Dengan sabda itu, Ia menantang para penentang untuk menerima pekerjaan yang Ia lakukan seandainya mereka tidak mau menerima sabda-Nya. Orang bisa berselisih pendapat tentang perkataan, tetapi perbuatan mengatasi segala kata indah.
Yesus adalah guru yang sempurna. Ia tidak hanya menyakinkan para murid-Nya dengan kata-kata, tetapi dengan apa yang dilakukan-Nya. Sabda Allah adalah hidup dan kekuatan bagi mereka yang percaya pada-Nya.

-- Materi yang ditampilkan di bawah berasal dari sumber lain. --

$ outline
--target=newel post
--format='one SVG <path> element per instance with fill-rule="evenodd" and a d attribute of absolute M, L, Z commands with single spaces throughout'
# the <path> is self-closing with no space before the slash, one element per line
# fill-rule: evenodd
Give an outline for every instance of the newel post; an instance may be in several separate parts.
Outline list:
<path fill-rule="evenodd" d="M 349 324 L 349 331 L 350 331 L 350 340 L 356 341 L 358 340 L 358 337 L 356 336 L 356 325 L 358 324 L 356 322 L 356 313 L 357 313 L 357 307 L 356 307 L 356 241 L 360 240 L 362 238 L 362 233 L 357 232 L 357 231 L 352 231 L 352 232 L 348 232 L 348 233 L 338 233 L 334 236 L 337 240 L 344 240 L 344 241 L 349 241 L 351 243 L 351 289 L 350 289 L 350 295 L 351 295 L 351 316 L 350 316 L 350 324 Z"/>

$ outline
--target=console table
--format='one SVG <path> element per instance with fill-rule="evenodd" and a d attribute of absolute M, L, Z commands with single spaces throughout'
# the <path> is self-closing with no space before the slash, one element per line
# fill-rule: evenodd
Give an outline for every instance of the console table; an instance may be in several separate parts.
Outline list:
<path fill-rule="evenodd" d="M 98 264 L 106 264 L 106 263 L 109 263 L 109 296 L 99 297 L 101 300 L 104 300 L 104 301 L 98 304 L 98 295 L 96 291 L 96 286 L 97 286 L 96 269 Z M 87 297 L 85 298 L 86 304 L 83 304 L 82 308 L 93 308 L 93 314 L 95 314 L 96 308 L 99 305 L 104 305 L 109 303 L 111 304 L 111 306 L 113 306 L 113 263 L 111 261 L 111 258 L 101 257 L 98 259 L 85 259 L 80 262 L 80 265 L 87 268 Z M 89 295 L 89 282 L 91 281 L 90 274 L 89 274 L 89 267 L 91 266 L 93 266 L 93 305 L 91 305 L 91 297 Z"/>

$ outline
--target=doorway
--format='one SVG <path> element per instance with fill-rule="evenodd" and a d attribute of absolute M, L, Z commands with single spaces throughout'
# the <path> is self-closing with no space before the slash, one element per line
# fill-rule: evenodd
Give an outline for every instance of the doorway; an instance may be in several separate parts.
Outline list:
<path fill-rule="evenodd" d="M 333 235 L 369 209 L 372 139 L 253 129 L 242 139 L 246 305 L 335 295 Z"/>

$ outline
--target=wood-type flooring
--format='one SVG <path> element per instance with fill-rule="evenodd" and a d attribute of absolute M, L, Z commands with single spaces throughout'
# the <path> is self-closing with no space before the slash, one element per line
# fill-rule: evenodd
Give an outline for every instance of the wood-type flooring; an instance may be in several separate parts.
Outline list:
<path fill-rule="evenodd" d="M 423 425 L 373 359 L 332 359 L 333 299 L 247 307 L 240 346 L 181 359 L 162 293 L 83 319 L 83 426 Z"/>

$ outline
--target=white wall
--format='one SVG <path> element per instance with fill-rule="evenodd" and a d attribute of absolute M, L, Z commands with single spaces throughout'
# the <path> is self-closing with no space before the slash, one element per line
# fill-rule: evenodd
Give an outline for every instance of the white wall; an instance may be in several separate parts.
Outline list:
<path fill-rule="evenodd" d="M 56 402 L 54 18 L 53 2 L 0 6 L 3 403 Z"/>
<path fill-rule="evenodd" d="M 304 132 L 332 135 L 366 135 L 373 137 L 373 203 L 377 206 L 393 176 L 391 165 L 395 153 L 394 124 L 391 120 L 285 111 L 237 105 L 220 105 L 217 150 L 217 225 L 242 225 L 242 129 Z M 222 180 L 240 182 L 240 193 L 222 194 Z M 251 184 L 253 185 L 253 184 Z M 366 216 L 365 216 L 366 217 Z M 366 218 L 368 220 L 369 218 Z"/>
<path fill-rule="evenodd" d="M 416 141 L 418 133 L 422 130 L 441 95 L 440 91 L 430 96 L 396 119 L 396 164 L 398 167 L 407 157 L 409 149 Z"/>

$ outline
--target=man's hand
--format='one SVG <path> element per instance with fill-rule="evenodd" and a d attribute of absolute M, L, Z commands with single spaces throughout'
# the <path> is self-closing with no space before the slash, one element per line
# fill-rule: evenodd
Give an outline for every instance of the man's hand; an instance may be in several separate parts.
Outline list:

Tetapi Yesus menunjukkan jalan yang harus ditempuh untuk mencapai kebenaran dan kesucian: mendengarkan dan melaksanakan sabda Bapa-Nya. Dengan konsekuensi, mereka mau menangkap dan melempari-Nya dengan batu.
Katekese
Pengorbanan Kristus. Santo Augustinus, Uskup dari Hippo, 354-430: “Walau pun Yesus Kristus sebagai manusia, dan sertentak sehakekat dengan Bapa, menerima pengorbanan kita, namun demikian Ia telah memilih untuk menjadi seorang hamba untuk menjadi korban dari pada menerima korban itu.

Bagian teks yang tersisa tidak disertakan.